Walking along Smith Street the next morning, on her way to Blue Shoes, Alice heard her mother’s voice ring through her mind.
Flowers,
she thought, recalling one of Lizzie’s silly yet forceful statements when Alice had been dumped by her first teenage boyfriend. Lizzie had come home from work with an armload of African daisies, declaring, “Flowers
will
mend a broken heart.” Alice turned into the spiffy new florist just past Butler Street, smiling as she approached the counter.

“Good morning!” A man with shoulder-length brown hair tucked behind his ears stepped out from a back room. “What can I do for you?”

“Peonies,” Alice said, overlooking the stylishly presented offerings of exotic bouquets. “I know they’re out of season, but do you have any?”

“They’re not out of season in the hothouse.” He led her into a nook toward the back of the store, where a green plastic bucket was crammed with whitish pink peonies in various stages of bloom. “I just got them this morning — haven’t had a chance to separate them yet.”

“Don’t,” Alice said. Peonies had been Lauren’s favorite flower. “I’ll take them all.”

Ten minutes later, she left the store, arms loaded with two dozen peonies wrapped in clear cellophane with a sky-blue ribbon tied at the bottom.
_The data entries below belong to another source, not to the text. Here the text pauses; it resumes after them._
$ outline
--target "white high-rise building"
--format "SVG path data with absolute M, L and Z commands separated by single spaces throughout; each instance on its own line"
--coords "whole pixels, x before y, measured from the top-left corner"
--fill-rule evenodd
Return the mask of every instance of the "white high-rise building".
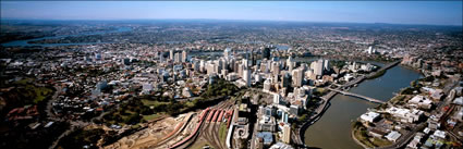
M 206 70 L 205 67 L 206 67 L 206 63 L 204 62 L 204 60 L 200 60 L 199 61 L 199 72 L 204 73 L 205 72 L 204 70 Z
M 174 53 L 173 53 L 173 50 L 172 50 L 172 49 L 171 49 L 171 50 L 169 50 L 169 59 L 170 59 L 170 60 L 173 60 L 173 59 L 174 59 L 174 58 L 173 58 L 173 54 L 174 54 Z
M 330 62 L 329 60 L 324 60 L 324 70 L 329 71 L 330 70 Z
M 264 82 L 264 89 L 263 90 L 266 91 L 266 92 L 270 92 L 270 90 L 271 90 L 271 80 L 270 79 L 267 78 Z
M 310 67 L 314 70 L 314 74 L 317 76 L 324 75 L 324 60 L 314 61 L 310 63 Z
M 244 67 L 246 67 L 247 69 L 247 66 L 249 66 L 248 65 L 248 61 L 247 61 L 247 59 L 243 59 L 242 60 L 242 64 L 244 65 Z
M 273 95 L 273 104 L 280 104 L 281 96 L 279 94 Z
M 182 59 L 182 55 L 180 54 L 180 53 L 175 53 L 175 59 L 174 59 L 174 62 L 175 63 L 179 63 L 179 62 L 181 62 L 181 59 Z
M 231 48 L 226 48 L 226 50 L 223 50 L 223 57 L 228 60 L 230 59 L 230 54 L 231 54 Z
M 246 86 L 251 86 L 251 70 L 248 69 L 243 70 L 243 79 L 244 79 L 244 83 L 246 83 Z
M 283 140 L 284 144 L 291 142 L 291 126 L 289 124 L 284 124 L 284 126 L 283 126 L 282 140 Z
M 278 62 L 272 62 L 271 63 L 271 71 L 272 71 L 273 75 L 280 74 L 280 64 Z
M 182 51 L 182 62 L 186 62 L 186 60 L 188 59 L 188 52 L 186 50 Z
M 296 70 L 293 70 L 293 72 L 292 72 L 292 78 L 293 78 L 293 86 L 294 87 L 301 87 L 302 86 L 302 82 L 303 82 L 303 79 L 304 79 L 304 75 L 303 75 L 303 71 L 302 71 L 302 69 L 300 67 L 300 69 L 296 69 Z

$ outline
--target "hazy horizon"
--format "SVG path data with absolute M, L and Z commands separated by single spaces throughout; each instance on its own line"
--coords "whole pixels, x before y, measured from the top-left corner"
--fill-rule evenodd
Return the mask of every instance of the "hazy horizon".
M 462 26 L 462 1 L 1 1 L 1 20 L 226 20 Z

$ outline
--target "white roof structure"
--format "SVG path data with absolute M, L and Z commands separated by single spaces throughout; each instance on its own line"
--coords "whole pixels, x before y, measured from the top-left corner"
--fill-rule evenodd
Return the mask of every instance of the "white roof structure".
M 362 114 L 361 115 L 361 119 L 363 120 L 363 121 L 366 121 L 366 122 L 369 122 L 369 123 L 373 123 L 377 117 L 379 116 L 379 113 L 376 113 L 376 112 L 367 112 L 367 113 L 365 113 L 365 114 Z
M 402 136 L 402 134 L 400 134 L 399 132 L 392 131 L 391 133 L 386 135 L 386 138 L 390 141 L 397 141 L 400 138 L 400 136 Z
M 439 137 L 439 138 L 446 138 L 446 132 L 438 129 L 438 131 L 434 132 L 434 136 Z

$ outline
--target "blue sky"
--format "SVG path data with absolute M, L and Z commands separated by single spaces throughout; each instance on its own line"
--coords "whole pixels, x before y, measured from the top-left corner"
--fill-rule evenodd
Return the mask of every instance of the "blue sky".
M 462 25 L 462 1 L 1 1 L 1 18 L 217 18 Z

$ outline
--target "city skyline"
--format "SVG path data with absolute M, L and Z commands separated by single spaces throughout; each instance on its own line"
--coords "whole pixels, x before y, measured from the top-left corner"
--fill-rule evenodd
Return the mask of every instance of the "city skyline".
M 134 9 L 136 8 L 136 9 Z M 182 10 L 182 11 L 179 11 Z M 374 12 L 374 13 L 368 13 Z M 2 1 L 2 20 L 241 20 L 462 25 L 462 1 Z

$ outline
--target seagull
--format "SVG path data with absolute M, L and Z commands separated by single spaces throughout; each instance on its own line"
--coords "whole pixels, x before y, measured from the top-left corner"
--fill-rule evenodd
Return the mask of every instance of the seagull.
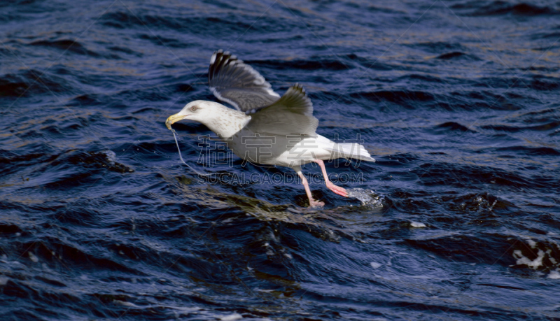
M 375 162 L 356 143 L 335 143 L 316 133 L 318 120 L 303 87 L 296 83 L 281 97 L 251 66 L 228 52 L 214 52 L 208 71 L 210 90 L 235 109 L 209 101 L 196 100 L 169 116 L 165 124 L 183 120 L 199 122 L 240 158 L 252 163 L 290 167 L 298 173 L 311 207 L 325 204 L 313 199 L 302 165 L 316 163 L 327 187 L 348 197 L 349 193 L 328 179 L 323 161 L 353 158 Z

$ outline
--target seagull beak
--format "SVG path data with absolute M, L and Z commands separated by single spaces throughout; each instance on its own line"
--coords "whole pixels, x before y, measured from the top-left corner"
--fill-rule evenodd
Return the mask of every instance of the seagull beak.
M 188 116 L 189 116 L 189 115 L 179 115 L 178 113 L 175 115 L 172 115 L 167 118 L 167 120 L 165 121 L 165 126 L 167 127 L 168 129 L 171 130 L 172 124 L 178 122 L 179 120 L 185 119 Z

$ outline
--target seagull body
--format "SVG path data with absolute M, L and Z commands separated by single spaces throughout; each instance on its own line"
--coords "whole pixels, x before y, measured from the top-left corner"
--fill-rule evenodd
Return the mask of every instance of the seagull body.
M 214 52 L 208 73 L 210 89 L 236 110 L 214 101 L 197 100 L 167 118 L 166 125 L 190 120 L 206 125 L 240 158 L 253 163 L 290 167 L 302 180 L 311 206 L 324 204 L 313 199 L 301 166 L 316 162 L 327 187 L 348 197 L 328 178 L 323 160 L 354 158 L 375 162 L 360 144 L 337 143 L 317 134 L 318 120 L 303 88 L 295 84 L 281 97 L 250 66 L 227 52 Z

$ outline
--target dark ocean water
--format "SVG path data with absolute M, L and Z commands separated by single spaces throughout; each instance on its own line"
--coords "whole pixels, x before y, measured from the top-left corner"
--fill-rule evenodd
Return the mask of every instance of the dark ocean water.
M 1 320 L 560 318 L 560 3 L 234 3 L 0 2 Z M 369 201 L 195 123 L 224 179 L 180 163 L 218 49 L 364 141 L 327 169 Z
She had also selected an oversized glass vase and placed a standing weekly order for peonies, which had delighted the man so much
he gave her the vase for nothing. Alice inhaled the gentle perfume of the flowers as she walked three more blocks to Blue Shoes.

Maggie was already there, reorganizing piles of receipts along the counter into the same stacks that had been hastily dissembled five days ago, just last Monday, when Lauren’s body was found.
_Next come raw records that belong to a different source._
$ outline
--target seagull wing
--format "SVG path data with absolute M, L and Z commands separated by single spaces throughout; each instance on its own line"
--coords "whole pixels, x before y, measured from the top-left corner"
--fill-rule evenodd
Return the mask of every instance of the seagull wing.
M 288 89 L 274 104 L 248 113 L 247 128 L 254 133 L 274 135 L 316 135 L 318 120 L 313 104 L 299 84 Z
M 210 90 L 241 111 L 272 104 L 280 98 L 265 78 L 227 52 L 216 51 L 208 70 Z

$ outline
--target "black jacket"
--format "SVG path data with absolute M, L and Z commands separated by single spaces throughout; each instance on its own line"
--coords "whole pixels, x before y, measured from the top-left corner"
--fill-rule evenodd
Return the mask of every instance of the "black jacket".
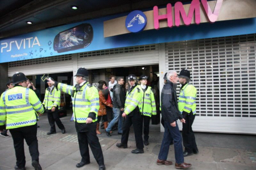
M 172 123 L 178 119 L 183 118 L 179 111 L 177 95 L 174 89 L 174 84 L 169 80 L 162 90 L 162 116 L 164 121 Z
M 113 88 L 113 107 L 114 108 L 124 108 L 125 103 L 125 93 L 123 88 L 118 83 Z

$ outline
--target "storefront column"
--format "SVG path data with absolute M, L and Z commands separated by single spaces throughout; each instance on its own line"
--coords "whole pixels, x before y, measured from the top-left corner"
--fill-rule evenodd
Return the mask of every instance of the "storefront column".
M 160 99 L 161 99 L 161 92 L 164 85 L 163 77 L 164 74 L 166 73 L 166 45 L 164 43 L 161 43 L 159 44 L 159 90 L 160 90 Z M 161 101 L 161 100 L 160 100 Z M 162 114 L 160 115 L 160 118 L 162 118 Z M 160 131 L 164 131 L 164 129 L 160 124 Z

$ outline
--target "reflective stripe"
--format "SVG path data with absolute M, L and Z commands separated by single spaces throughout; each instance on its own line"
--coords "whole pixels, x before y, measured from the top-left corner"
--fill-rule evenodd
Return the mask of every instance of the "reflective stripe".
M 0 115 L 5 115 L 6 114 L 6 112 L 0 112 Z
M 25 124 L 31 124 L 31 123 L 34 123 L 34 122 L 36 122 L 36 119 L 27 121 L 24 121 L 24 122 L 16 122 L 16 123 L 13 123 L 13 124 L 7 124 L 6 126 L 16 126 L 16 125 L 25 125 Z
M 194 104 L 195 102 L 188 102 L 188 101 L 186 101 L 186 104 L 190 104 L 190 105 L 193 105 Z
M 89 101 L 90 103 L 92 103 L 93 101 L 98 101 L 98 100 L 99 100 L 98 98 L 94 98 L 93 99 L 90 100 Z
M 93 106 L 93 105 L 100 105 L 100 103 L 93 103 L 90 104 L 90 105 L 91 106 Z
M 72 101 L 75 101 L 75 99 L 73 97 L 72 97 Z M 76 99 L 76 101 L 89 102 L 88 99 Z
M 39 108 L 38 109 L 35 109 L 35 110 L 36 112 L 38 112 L 38 111 L 42 109 L 42 107 L 43 107 L 43 105 L 41 105 L 41 106 L 40 107 L 40 108 Z
M 23 104 L 23 105 L 15 105 L 15 106 L 12 106 L 12 107 L 7 107 L 6 106 L 6 108 L 7 109 L 18 109 L 18 108 L 23 108 L 31 106 L 30 103 Z
M 40 100 L 38 100 L 38 102 L 36 102 L 36 103 L 35 103 L 34 104 L 32 104 L 32 105 L 34 107 L 36 106 L 37 105 L 41 103 L 41 101 Z
M 6 94 L 6 91 L 5 91 L 3 94 L 3 104 L 5 104 L 5 94 Z
M 19 110 L 19 111 L 13 111 L 13 112 L 6 112 L 7 114 L 16 114 L 16 113 L 22 113 L 24 112 L 27 112 L 30 111 L 34 110 L 33 108 L 30 108 L 23 110 Z
M 185 109 L 187 109 L 187 110 L 189 110 L 189 111 L 191 111 L 191 110 L 192 110 L 191 108 L 188 108 L 187 107 L 184 107 L 184 108 Z
M 79 105 L 79 104 L 73 104 L 72 106 L 76 108 L 90 108 L 90 105 Z
M 130 101 L 126 103 L 126 104 L 131 105 L 132 106 L 133 106 L 135 108 L 137 107 L 135 104 L 134 104 L 133 103 L 130 102 Z
M 130 100 L 131 101 L 136 102 L 137 103 L 139 103 L 139 101 L 138 101 L 137 100 L 136 100 L 135 99 L 133 99 L 133 98 L 129 97 L 127 97 L 126 100 Z
M 93 112 L 93 111 L 94 111 L 96 112 L 98 112 L 98 110 L 97 109 L 96 109 L 96 108 L 92 108 L 90 109 L 90 112 Z
M 27 88 L 26 89 L 26 102 L 27 102 L 27 104 L 30 103 L 30 101 L 28 101 L 28 92 L 30 89 L 28 88 Z

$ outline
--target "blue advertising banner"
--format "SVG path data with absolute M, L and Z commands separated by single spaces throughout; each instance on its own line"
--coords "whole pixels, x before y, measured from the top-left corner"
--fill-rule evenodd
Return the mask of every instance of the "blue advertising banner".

“Lovely!” Maggie ran over to take the large bag with the vase. She poked her nose into Alice’s armload of peonies. “Ah, yes, I see.”

“We’ll always have them,” Alice said. “For her.”
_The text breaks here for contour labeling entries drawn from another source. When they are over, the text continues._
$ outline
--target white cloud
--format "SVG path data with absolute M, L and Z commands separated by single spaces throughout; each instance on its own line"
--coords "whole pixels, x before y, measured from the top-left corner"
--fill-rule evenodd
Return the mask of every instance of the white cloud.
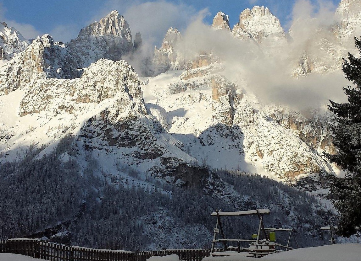
M 55 42 L 69 42 L 78 36 L 80 28 L 76 24 L 60 24 L 52 30 L 49 33 Z
M 36 38 L 38 36 L 42 35 L 40 31 L 31 24 L 27 23 L 18 23 L 13 20 L 5 19 L 5 22 L 10 27 L 15 28 L 26 39 Z
M 337 39 L 329 31 L 329 26 L 334 22 L 333 8 L 328 5 L 319 10 L 309 3 L 302 0 L 295 5 L 294 40 L 279 55 L 262 56 L 254 45 L 235 39 L 227 32 L 212 30 L 201 19 L 191 23 L 183 32 L 184 41 L 177 48 L 187 51 L 188 58 L 202 51 L 218 55 L 223 62 L 225 76 L 255 92 L 264 102 L 300 109 L 327 103 L 329 99 L 343 102 L 345 96 L 342 87 L 349 82 L 340 71 L 298 79 L 291 76 L 291 69 L 296 69 L 305 51 L 314 55 L 318 62 L 331 59 L 327 50 L 320 50 L 318 39 L 327 39 L 330 46 L 334 44 L 336 49 L 339 47 Z M 316 32 L 319 34 L 315 34 Z M 290 64 L 292 62 L 294 64 Z

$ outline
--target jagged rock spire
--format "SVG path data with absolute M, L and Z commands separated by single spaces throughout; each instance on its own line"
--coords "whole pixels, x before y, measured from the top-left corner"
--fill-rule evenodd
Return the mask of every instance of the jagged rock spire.
M 218 12 L 213 19 L 212 28 L 216 30 L 231 31 L 229 26 L 229 17 L 222 12 Z

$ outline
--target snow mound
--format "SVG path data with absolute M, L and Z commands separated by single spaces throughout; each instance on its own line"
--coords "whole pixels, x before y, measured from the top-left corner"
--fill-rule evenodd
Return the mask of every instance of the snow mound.
M 262 258 L 262 260 L 275 261 L 356 261 L 360 260 L 361 244 L 336 244 L 332 245 L 295 249 L 272 254 Z M 241 255 L 205 257 L 202 261 L 249 261 L 254 260 Z
M 149 257 L 147 261 L 179 261 L 179 258 L 176 255 L 169 255 L 165 256 L 155 256 Z
M 18 254 L 0 253 L 0 261 L 41 261 L 43 260 Z
M 356 261 L 360 260 L 361 244 L 336 244 L 299 248 L 263 257 L 266 260 Z

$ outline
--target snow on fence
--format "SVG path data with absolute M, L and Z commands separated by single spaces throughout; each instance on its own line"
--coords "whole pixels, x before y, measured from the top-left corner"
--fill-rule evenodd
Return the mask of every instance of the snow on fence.
M 20 254 L 32 257 L 39 257 L 38 239 L 15 238 L 8 239 L 5 243 L 5 252 Z
M 226 251 L 216 249 L 217 252 Z M 155 256 L 177 255 L 185 261 L 201 261 L 209 256 L 210 249 L 167 249 L 159 251 L 132 252 L 123 250 L 95 249 L 29 239 L 0 240 L 0 253 L 29 256 L 52 261 L 145 261 Z
M 0 240 L 0 253 L 5 252 L 6 240 Z

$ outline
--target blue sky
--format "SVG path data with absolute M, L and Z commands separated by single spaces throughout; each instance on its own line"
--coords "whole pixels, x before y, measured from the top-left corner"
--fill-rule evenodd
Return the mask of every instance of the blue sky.
M 335 9 L 340 0 L 310 1 L 315 10 L 321 2 Z M 129 23 L 132 34 L 140 31 L 143 39 L 158 44 L 168 28 L 182 30 L 201 15 L 211 24 L 217 13 L 222 11 L 230 17 L 232 27 L 240 12 L 255 5 L 268 6 L 287 29 L 292 18 L 296 0 L 0 0 L 0 19 L 17 29 L 27 38 L 49 33 L 56 41 L 69 41 L 80 30 L 99 21 L 113 10 L 123 14 Z M 202 10 L 203 10 L 202 11 Z

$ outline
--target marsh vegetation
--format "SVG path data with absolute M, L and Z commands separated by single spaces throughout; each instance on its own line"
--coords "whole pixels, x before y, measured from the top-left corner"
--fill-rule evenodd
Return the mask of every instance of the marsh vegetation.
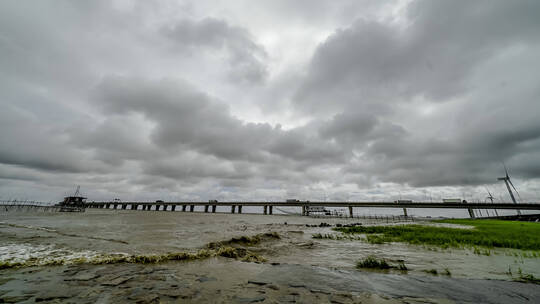
M 540 250 L 540 224 L 501 220 L 443 220 L 440 223 L 470 225 L 473 229 L 457 229 L 429 225 L 356 226 L 334 228 L 345 235 L 365 234 L 370 243 L 405 242 L 435 245 L 442 248 L 475 248 L 475 253 L 490 255 L 485 248 Z M 483 247 L 482 249 L 477 247 Z M 538 257 L 538 252 L 530 253 Z

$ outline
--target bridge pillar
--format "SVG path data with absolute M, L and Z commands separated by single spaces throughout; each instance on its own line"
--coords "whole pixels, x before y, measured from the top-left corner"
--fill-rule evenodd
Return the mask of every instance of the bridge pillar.
M 475 216 L 474 216 L 474 211 L 472 210 L 472 208 L 468 208 L 467 210 L 469 210 L 469 216 L 470 216 L 471 218 L 475 218 Z

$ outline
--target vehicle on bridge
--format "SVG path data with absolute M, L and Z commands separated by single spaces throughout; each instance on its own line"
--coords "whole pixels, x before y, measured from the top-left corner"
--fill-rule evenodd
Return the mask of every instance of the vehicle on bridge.
M 75 194 L 64 197 L 64 200 L 59 202 L 60 212 L 84 212 L 86 208 L 86 197 L 79 195 L 80 186 L 77 186 Z

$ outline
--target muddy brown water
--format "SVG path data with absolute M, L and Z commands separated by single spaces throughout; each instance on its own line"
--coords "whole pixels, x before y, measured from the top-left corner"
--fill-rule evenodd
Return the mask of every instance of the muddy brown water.
M 88 210 L 0 214 L 0 261 L 62 260 L 66 265 L 0 270 L 3 302 L 69 303 L 540 303 L 540 285 L 513 282 L 518 270 L 540 277 L 540 259 L 517 250 L 438 249 L 401 243 L 313 239 L 358 219 Z M 364 223 L 366 224 L 366 223 Z M 70 264 L 109 254 L 196 251 L 209 242 L 277 232 L 249 247 L 267 259 L 224 257 L 159 264 Z M 368 255 L 404 261 L 400 271 L 365 271 Z M 439 275 L 425 270 L 436 269 Z M 442 275 L 445 270 L 451 276 Z M 509 271 L 510 270 L 510 271 Z M 509 274 L 512 273 L 512 275 Z

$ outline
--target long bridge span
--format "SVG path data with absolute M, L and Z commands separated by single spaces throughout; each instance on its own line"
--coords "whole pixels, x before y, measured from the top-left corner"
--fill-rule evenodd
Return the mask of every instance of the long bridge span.
M 141 211 L 184 211 L 194 212 L 196 206 L 202 206 L 204 212 L 215 213 L 217 207 L 229 207 L 231 213 L 242 213 L 242 207 L 262 207 L 263 214 L 273 214 L 274 207 L 301 207 L 302 215 L 309 215 L 313 207 L 345 207 L 349 209 L 349 216 L 353 217 L 353 208 L 402 208 L 407 216 L 407 209 L 467 209 L 469 215 L 474 218 L 475 209 L 500 209 L 500 210 L 540 210 L 540 203 L 450 203 L 450 202 L 89 202 L 87 208 L 99 209 L 122 209 Z M 129 208 L 128 208 L 129 207 Z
“It’s a perfect idea, Alice.” Maggie looked like she might cry. “You’re the most marvelous friend and I’ve been truly awful.” She collected herself and faced Alice, who felt some kind of betrayal coming and needed to settle in first. She hated having things thrown at her the minute she walked in a door: greetings, news, confessions. She had always felt that if she was prepared, she could handle anything.

“Help me with these,” Alice said.

Maggie filled the vase with water in the bathroom at the back of the store, then returned with it, straining under its weight. “Where do you think?”

“The counter, for now,” Alice said. “Maybe we’ll get a pedestal made at that cast iron place on Bergen Street.”

Maggie set the vase carefully on the pale green counter. Together, they cut the bottoms of each peony and arranged them in the vase. They were lush and glorious. Their perfume triggered Alice’s queasiness but she didn’t care. She pressed her nose into the soft petals and breathed. She felt a maternal swing toward the burgeoning life in her womb, and sensed her old happiness like a river at her feet.